The test set results can be found at the HotpotQA leaderboard.
The base code is from the official HotpotQA repository.
Python 3, pytorch 0.3.0, spacy
To install pytorch 0.3.0, follow the instructions at https://pytorch.org/get-started/previous-versions/ . For example, with CUDA8 and conda you can do
conda install pytorch=0.3.0 cuda80 -c pytorch
To install spacy, run
conda install spacy
While the model code requires pytorch 0.3.0, the pytorch_pretrained_bert library (an older version of Huggingface's Pytorch-Transformers ), which we use for getting BERT embeddings, requires pytorch 1.0. We recommend keeping a separate conda environment for each. We provide the files for pytorch_pretrained_bert, so installation is unnecessary.
Run the script to download the data, including HotpotQA data and GloVe embeddings, as well as spacy packages.
./download.sh
Preprocess the training and dev sets in the distractor setting:
python main.py --mode prepro --data_file hotpot_train_v1.1.json --para_limit 2250 --data_split train
python main.py --mode prepro --data_file hotpot_dev_distractor_v1.json --para_limit 2250 --data_split dev
Preprocess the dev set in the full wiki setting:
python main.py --mode prepro --data_file hotpot_dev_fullwiki_v1.json --data_split dev --fullwiki --para_limit 2250
We use BERT embeddings as additional word embeddings, like GloVe and ELMo. Once you've preprocessed the training or dev set, you can create the BERT embeddings for the dataset by running:
python process_bert_hdf5_split.py --data_split train --layer_pooling -2 --bert_model bert-base-cased --n_proc 12 --window_pooling avg --wordpiece_pooling sum --batch_size 8 --save_dir $BERTDIR
python process_bert_hdf5_split.py --data_split dev --layer_pooling -2 --bert_model bert-base-cased --n_proc 12 --window_pooling avg --wordpiece_pooling sum --batch_size 8 --fullwiki --save_dir $BERTDIR
This will save the BERT embeddings into $BERTDIR . The BERT embeddings are quite heavy and require a lot of storage. For the training set, roughly 320GB of space is needed to store the embeddings. However, since we use the HDF5 format, there is no memory burden during training.
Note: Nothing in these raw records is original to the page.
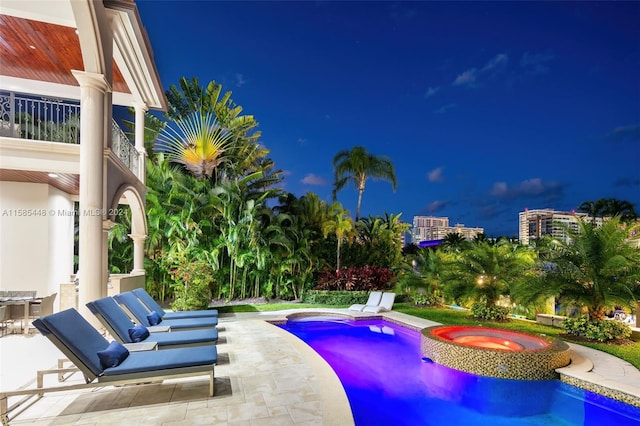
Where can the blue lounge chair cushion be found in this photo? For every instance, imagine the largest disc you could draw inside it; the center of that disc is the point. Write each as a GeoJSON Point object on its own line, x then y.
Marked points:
{"type": "Point", "coordinates": [154, 318]}
{"type": "Point", "coordinates": [140, 312]}
{"type": "Point", "coordinates": [152, 305]}
{"type": "Point", "coordinates": [84, 340]}
{"type": "Point", "coordinates": [113, 355]}
{"type": "Point", "coordinates": [138, 333]}
{"type": "Point", "coordinates": [188, 337]}
{"type": "Point", "coordinates": [119, 321]}
{"type": "Point", "coordinates": [138, 362]}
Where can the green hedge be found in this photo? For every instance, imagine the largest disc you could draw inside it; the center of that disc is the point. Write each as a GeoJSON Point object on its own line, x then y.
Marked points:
{"type": "Point", "coordinates": [330, 297]}
{"type": "Point", "coordinates": [601, 331]}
Although saving all of the embeddings is required during training, we can save only portions of them at a time during evaluation. A script is provided to do this, which can be useful for minimizing storage, and for running on environments such as CodaLab.
Train SAQA with the following command, setting $BERTDIR the same as the previous step:
PYTHONDONTWRITEBYTECODE=1 python main.py --mode train --para_limit 2250 --batch_size 24 --init_lr 0.001 --hidden 80 --keep_prob 1.0 --sp_lambda 1.0 --epoch 15 --optim adam --scheduler cosine --patience 2 --pointing --reasoning_steps 3 --bert --bert_with_glove --bert_dir $BERTDIR --sp_shuffle --teacher_forcing
This will train SAQA with support sentence teacher forcing, support sentence order shuffling, 3 maximum sentence identification steps, with cosine learning rate annealing. The args --bert
and --bert_with_glove
mean the model will use both BERT and GloVe. To only use BERT, remove --bert_with_glove
, and to only use GloVe, remove both.
The following script will run all the steps from creating BERT embeddings and running predictions using them, to calculating the scores for the evaluation metrics.
./split_eval.sh 10 dev false 24 2
Here, the evaluation is performed with 10 splits/shards (which reduces the maximum storage usage by 10x), for the dev set, for the distractor setting (the usage of fullwiki is set to false). The prediction batchsize during prediction is set to 24, and the batchsize for getting BERT embeddings is set to 2.